About Prahaar Anti Terror Policy:
What it is?
- Prahaar is India’s first integrated national counter-terrorism policy and strategy, designed as a doctrine-level framework for preventing, responding to and recovering from terrorism threats.
- It adopts a whole-of-government and whole-of-society approach, combining intelligence, law enforcement, technology and international cooperation.
Launched by:
- Introduced by the Government of India as a national counter-terror strategy framework involving central and state security agencies.
Aim:
- To prevent and neutralize terrorism through proactive, intelligence-guided operations and coordinated institutional mechanisms.
- To disrupt terror ecosystems by targeting financing, recruitment, radicalisation, logistics and cyber networks.
Key Features:
- Seven-Pillar Framework (PRAHAAR): Prevention, Response, Aggregation of capacities, Human-rights-based processes, Attenuation of radicalisation, Aligning international cooperation, and Recovery.

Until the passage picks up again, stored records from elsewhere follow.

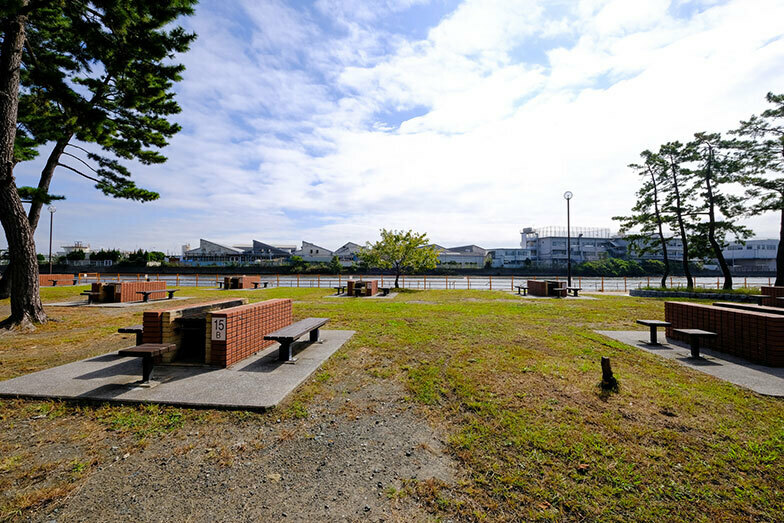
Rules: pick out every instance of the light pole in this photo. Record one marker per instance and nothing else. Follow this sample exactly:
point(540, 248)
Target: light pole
point(568, 196)
point(52, 210)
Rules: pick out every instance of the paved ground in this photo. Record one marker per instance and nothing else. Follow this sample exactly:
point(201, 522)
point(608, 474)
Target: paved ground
point(83, 303)
point(759, 378)
point(255, 383)
point(350, 459)
point(570, 297)
point(374, 297)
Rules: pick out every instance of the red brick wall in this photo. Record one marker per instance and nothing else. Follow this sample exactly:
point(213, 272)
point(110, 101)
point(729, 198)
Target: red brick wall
point(755, 336)
point(44, 280)
point(370, 289)
point(156, 322)
point(126, 291)
point(537, 287)
point(246, 326)
point(239, 282)
point(773, 292)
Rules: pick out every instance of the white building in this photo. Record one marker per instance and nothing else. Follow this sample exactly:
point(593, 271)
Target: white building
point(310, 252)
point(755, 255)
point(348, 254)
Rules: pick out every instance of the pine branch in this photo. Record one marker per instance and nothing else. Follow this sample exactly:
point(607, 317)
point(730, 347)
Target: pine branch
point(79, 172)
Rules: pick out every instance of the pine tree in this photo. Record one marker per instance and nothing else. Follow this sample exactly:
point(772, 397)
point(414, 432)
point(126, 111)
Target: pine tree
point(717, 167)
point(91, 72)
point(762, 144)
point(647, 218)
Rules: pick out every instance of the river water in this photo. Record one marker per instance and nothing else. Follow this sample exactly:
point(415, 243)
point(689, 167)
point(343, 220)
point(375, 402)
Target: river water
point(503, 283)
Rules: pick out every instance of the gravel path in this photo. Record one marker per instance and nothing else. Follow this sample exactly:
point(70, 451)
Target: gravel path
point(347, 460)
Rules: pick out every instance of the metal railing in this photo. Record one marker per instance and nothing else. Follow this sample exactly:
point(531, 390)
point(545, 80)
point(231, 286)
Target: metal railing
point(424, 282)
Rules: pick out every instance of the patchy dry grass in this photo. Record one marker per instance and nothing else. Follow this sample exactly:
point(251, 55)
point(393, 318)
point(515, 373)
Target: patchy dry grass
point(513, 382)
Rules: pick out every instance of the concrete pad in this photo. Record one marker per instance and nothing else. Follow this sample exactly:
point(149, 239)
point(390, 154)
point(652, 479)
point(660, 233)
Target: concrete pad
point(759, 378)
point(255, 383)
point(530, 297)
point(113, 305)
point(374, 297)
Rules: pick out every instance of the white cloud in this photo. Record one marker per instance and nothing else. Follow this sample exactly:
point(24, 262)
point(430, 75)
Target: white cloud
point(290, 132)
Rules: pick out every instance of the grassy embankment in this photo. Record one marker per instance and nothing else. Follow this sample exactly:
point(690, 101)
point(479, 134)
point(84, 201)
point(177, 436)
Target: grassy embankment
point(511, 382)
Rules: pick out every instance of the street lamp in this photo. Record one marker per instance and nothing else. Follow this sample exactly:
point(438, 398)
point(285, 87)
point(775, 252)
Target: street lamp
point(568, 196)
point(52, 210)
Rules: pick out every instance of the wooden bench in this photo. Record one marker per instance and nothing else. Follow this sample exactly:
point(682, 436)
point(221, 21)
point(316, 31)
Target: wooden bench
point(694, 338)
point(749, 307)
point(90, 296)
point(654, 324)
point(759, 297)
point(146, 294)
point(133, 329)
point(150, 354)
point(54, 282)
point(288, 335)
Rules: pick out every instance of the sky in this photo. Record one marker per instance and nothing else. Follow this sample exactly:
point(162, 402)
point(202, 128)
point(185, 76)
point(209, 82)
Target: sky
point(327, 120)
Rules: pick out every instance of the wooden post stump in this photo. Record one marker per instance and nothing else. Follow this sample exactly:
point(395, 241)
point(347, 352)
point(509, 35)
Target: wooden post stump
point(608, 380)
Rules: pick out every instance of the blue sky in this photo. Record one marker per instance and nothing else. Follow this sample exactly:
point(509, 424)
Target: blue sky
point(326, 120)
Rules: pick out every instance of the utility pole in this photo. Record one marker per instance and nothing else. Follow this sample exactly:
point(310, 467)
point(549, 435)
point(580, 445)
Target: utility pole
point(568, 196)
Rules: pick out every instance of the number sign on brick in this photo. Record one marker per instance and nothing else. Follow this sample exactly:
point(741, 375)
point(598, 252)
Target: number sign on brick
point(219, 329)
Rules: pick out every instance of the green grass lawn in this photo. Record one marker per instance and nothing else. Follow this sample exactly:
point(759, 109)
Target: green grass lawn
point(514, 385)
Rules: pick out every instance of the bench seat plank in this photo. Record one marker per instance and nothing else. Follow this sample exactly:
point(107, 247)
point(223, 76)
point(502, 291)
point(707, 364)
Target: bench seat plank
point(148, 349)
point(287, 335)
point(133, 329)
point(295, 330)
point(149, 352)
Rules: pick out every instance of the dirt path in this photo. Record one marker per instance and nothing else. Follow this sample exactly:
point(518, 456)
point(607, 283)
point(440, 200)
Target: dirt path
point(348, 459)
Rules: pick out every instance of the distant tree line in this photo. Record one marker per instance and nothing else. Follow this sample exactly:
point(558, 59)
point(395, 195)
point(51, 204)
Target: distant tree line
point(695, 192)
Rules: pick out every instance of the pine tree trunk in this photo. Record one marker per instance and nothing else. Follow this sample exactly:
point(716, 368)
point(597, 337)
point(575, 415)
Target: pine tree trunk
point(5, 283)
point(34, 214)
point(725, 269)
point(26, 307)
point(682, 228)
point(780, 255)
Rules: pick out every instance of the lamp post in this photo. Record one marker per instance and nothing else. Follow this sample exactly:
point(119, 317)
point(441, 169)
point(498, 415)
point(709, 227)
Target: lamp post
point(52, 210)
point(568, 196)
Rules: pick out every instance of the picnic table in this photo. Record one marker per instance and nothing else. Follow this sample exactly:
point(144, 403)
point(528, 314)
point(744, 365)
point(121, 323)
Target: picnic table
point(654, 324)
point(90, 296)
point(759, 298)
point(146, 294)
point(695, 335)
point(289, 334)
point(134, 329)
point(54, 281)
point(150, 354)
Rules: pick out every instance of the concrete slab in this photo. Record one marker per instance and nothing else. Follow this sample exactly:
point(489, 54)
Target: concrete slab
point(256, 383)
point(530, 297)
point(759, 378)
point(374, 297)
point(113, 305)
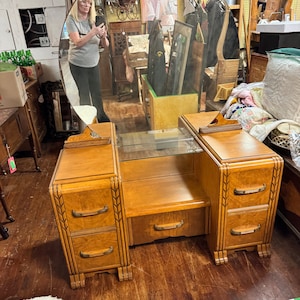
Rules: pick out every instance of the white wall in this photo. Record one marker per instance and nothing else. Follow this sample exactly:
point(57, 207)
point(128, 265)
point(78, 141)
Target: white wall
point(55, 12)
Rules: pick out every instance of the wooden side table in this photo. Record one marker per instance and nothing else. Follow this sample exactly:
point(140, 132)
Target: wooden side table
point(14, 130)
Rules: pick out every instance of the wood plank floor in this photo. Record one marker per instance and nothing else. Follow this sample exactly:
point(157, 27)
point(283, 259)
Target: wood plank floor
point(32, 262)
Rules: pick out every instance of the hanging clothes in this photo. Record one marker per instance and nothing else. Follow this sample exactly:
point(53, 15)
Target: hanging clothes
point(156, 59)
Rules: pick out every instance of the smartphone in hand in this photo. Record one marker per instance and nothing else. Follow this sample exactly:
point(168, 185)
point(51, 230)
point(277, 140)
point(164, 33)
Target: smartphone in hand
point(99, 20)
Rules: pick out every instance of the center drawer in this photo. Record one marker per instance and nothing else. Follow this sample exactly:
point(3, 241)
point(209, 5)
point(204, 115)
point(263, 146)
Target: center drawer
point(146, 229)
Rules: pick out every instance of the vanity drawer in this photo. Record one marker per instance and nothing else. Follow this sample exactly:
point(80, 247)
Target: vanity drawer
point(89, 206)
point(95, 251)
point(146, 229)
point(245, 227)
point(249, 186)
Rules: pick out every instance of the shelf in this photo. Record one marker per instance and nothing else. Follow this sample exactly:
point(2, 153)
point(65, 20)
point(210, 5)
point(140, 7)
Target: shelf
point(163, 194)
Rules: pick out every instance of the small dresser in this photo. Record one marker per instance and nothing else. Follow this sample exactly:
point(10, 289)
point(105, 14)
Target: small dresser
point(87, 200)
point(242, 178)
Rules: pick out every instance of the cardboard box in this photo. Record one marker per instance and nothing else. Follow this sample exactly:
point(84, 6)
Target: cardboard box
point(12, 87)
point(33, 72)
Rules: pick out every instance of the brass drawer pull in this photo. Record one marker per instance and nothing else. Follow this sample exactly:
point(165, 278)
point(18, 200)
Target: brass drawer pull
point(245, 230)
point(168, 226)
point(97, 254)
point(250, 190)
point(79, 214)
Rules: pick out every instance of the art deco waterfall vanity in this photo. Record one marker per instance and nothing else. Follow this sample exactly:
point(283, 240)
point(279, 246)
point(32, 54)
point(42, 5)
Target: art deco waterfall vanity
point(109, 193)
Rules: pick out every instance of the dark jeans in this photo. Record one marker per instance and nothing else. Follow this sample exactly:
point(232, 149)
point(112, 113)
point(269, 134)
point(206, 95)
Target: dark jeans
point(89, 88)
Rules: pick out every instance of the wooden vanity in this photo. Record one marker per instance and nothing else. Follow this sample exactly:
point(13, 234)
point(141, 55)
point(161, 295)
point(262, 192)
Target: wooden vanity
point(112, 192)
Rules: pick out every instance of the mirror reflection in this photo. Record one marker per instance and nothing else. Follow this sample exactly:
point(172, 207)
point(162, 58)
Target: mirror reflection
point(104, 60)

- Proactive Intelligence Model: Focus on pre-emptive disruption of terror networks instead of reactive policing.
- Technology-Centric Security: Addresses threats from drones, encrypted messaging apps, dark web and crypto financing.
- Uniform Counter-Terror Structure: Standard procedures and coordinated mechanisms across central, state and district levels.
- Counter-Radicalisation Strategy: Graded police response combined with education, engagement and de-radicalisation programmes.
- Global Collaboration: Emphasis on extradition, intelligence sharing and alignment with UN anti-terror norms.
- Human Rights Safeguards: Ensures legal due process, redressal mechanisms and rule-of-law based action.
Significance:
- Marks a doctrinal shift from fragmented responses to a structured national counter-terror policy.
- Enhances India’s preparedness against emerging hybrid threats combining terrorism, cyber warfare and organised crime.